Mayol was indeed involved in scientific research into human aquatic potential, and was fascinated by dolphins, and was recorded as having a heartbeat that slowed from 60 to 27 beats per minute when diving. He held numerous world records, including dives to below 100 metres. After a bout of depression, he killed himself in 2001, long after the film's release.

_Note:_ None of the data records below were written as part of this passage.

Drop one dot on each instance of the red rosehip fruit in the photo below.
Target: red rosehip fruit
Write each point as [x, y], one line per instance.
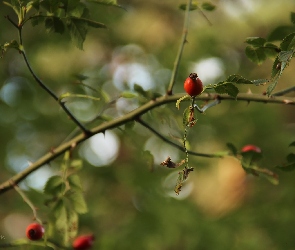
[251, 147]
[83, 242]
[193, 85]
[35, 231]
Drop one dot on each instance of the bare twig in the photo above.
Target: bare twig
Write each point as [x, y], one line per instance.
[53, 154]
[180, 50]
[140, 121]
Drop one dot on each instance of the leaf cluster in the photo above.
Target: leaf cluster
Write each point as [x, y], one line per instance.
[259, 49]
[65, 200]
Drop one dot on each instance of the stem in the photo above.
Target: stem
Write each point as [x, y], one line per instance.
[180, 50]
[27, 200]
[7, 185]
[50, 92]
[140, 121]
[284, 91]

Maiorca (renamed as "Enzo Molinari" in the film) also set numerous depth records from 1960 to 1988, despite involuntarily retiring from the sport for over a decade between 1974 and 1986 after an outburst on TV cost him a competition ban. He entered politics in the 1990s, and became a member of the Italian Senate for a time. For many years, he resisted public showing of the film in Italy, as he considered it to caricature him poorly; after Mayol's death in 2001, he relented and accepted the showing of the film.

Production
Besson was initially unsure of whom to cast in the main role of Mayol. He initially offered the role to Christopher Lambert and Mickey Rourke and even considered himself for the role until someone suggested Jean-Marc Barr. Besson has a cameo appearance as one of the divers in the film. The Big Blue was the most financially successful French film of the 1980s, selling 9,193,873 tickets in France alone, and played in French theaters for a year.

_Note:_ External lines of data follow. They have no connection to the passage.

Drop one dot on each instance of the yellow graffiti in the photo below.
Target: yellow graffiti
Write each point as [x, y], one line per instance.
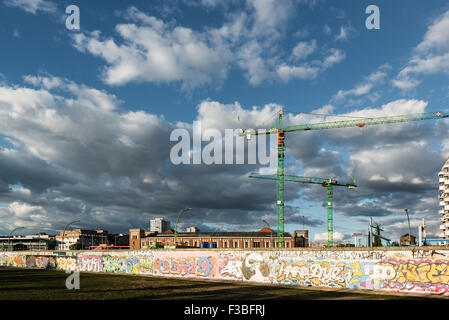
[356, 271]
[424, 272]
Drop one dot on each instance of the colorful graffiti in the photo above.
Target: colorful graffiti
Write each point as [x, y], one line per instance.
[196, 266]
[66, 263]
[419, 275]
[114, 264]
[401, 271]
[41, 262]
[146, 265]
[16, 261]
[133, 265]
[303, 272]
[90, 263]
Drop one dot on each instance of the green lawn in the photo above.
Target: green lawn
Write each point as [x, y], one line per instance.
[16, 283]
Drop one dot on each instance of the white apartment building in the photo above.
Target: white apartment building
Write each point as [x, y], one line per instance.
[159, 225]
[443, 180]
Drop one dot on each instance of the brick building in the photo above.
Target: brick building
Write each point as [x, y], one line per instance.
[86, 238]
[265, 238]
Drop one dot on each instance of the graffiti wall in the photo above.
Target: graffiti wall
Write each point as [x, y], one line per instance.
[417, 271]
[186, 264]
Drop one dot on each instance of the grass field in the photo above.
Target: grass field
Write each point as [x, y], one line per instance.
[31, 284]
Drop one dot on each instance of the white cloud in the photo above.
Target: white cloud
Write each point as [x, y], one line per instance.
[149, 49]
[343, 34]
[33, 6]
[286, 73]
[323, 237]
[431, 56]
[21, 210]
[156, 52]
[303, 49]
[335, 56]
[366, 86]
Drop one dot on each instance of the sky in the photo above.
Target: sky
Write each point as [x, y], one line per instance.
[86, 115]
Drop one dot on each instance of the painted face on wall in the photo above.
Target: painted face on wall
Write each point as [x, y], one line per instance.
[255, 268]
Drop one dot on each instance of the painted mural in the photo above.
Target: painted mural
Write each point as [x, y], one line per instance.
[182, 264]
[416, 270]
[41, 262]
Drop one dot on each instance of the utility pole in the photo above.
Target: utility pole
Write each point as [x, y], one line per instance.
[409, 229]
[9, 238]
[176, 226]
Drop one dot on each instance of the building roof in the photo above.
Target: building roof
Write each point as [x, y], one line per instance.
[406, 235]
[220, 234]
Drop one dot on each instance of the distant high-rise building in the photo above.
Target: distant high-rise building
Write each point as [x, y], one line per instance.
[159, 225]
[444, 200]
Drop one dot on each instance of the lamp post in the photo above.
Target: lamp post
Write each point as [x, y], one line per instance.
[271, 233]
[176, 226]
[409, 231]
[9, 238]
[68, 224]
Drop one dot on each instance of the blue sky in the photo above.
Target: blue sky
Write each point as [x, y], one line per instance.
[138, 69]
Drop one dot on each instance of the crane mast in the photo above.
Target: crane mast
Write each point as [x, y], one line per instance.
[327, 183]
[360, 123]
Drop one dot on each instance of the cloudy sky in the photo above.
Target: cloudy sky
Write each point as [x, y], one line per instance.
[86, 115]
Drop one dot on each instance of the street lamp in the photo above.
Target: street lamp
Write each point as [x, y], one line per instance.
[68, 224]
[9, 238]
[409, 231]
[271, 233]
[176, 226]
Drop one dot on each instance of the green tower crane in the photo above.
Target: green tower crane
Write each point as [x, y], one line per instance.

With its extensive underwater scenes and languid score (as with nearly all of Besson's films, the soundtrack was composed by Éric Serra), the film has been both praised as beautiful and serene, and in equal measure criticized as being too drawn out, overly reflective and introspective. While popular in Europe, the film was a commercial failure in North America. The American version was recut to include a simplified "happy" ending, and Serra's score was replaced with a soundtrack composed by Bill Conti. This version was only available on VHS and LaserDisc in the United States (both with 4×3 pan-and-scan transfers) and is currently out of print. The director later released a longer director's cut on DVD, featuring the original ending and an extended version of the Serra score.

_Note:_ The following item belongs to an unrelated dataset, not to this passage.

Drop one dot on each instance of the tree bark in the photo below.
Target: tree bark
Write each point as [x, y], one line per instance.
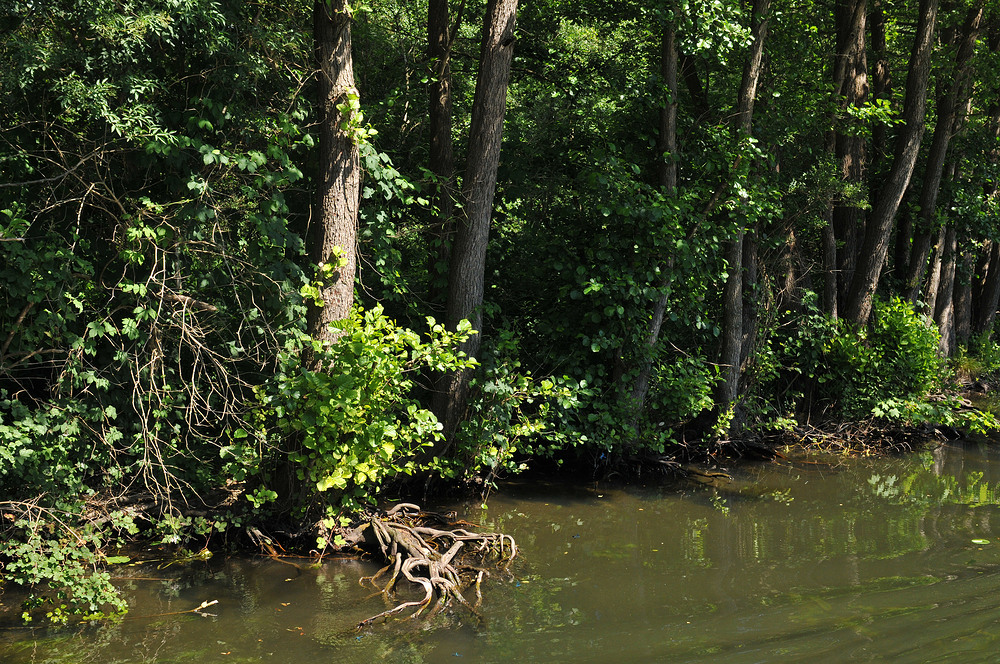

Much of the film was shot on the Greek island of Amorgos, where Agia Anna and the monastery of Panagia Hozoviotissa can be seen. The film was dedicated to his daughter Juliette Besson, who required surgery after becoming ill during filming.

Filming locations
Maisons-Laffitte (France), piscine municipale (opening scene in swimming pool)
Chattanooga, Tennessee, United States
Maganari, Ios, Cyclades, Greece 
Agia Anna, Amorgos, Cyclades, Greece
Kalotaritissa bay, Amorgos, Cyclades, Greece
Marineland (Antibes), Antibes, Alpes-Maritimes, France
Peru
St. Croix, U.S. Virgin Islands
Taormina, Messina, Sicily, Italy
Lac du Chardonnet, Tignes, Savoie, Rhône-Alpes, France (lake diving under the ice in Peru)
Cádiz, Spain

Reception
The film was met with positive reviews in Europe, where it was described as "one of the most significant cult movies of the 1980s" by French Cinema historian Rémi Lanzoni, who described it as "ooz[ing] with a sensuous beauty unlike any other film at the time".

The film was slightly edited for US release to have a new, positive ending and the original score was also replaced.

The US release was met with above average reviews. The film aggregator, Rotten Tomatoes gave it 62%, based on 21 reviews, stating that: Though this [film] features beautiful cinematography, it drags on, being way too overblown and melodramatic.

Kevin Thomas of the Los Angeles Times, praised its cinematography, but warned viewers to "be prepared to want to come up for air only minutes into [the film]", referring to the film's pointless plot.

Awards
The Big Blue was nominated for several César Awards and won César Award for Best Music Written for a Film (Éric Serra) and Best Sound in 1989. The film also won France's National Academy of Cinema's Academy Award in 1989.

The film was screened out of competition at the 1988 Cannes Film Festival.

Home media
The film was released on DVD on 21 July 2009.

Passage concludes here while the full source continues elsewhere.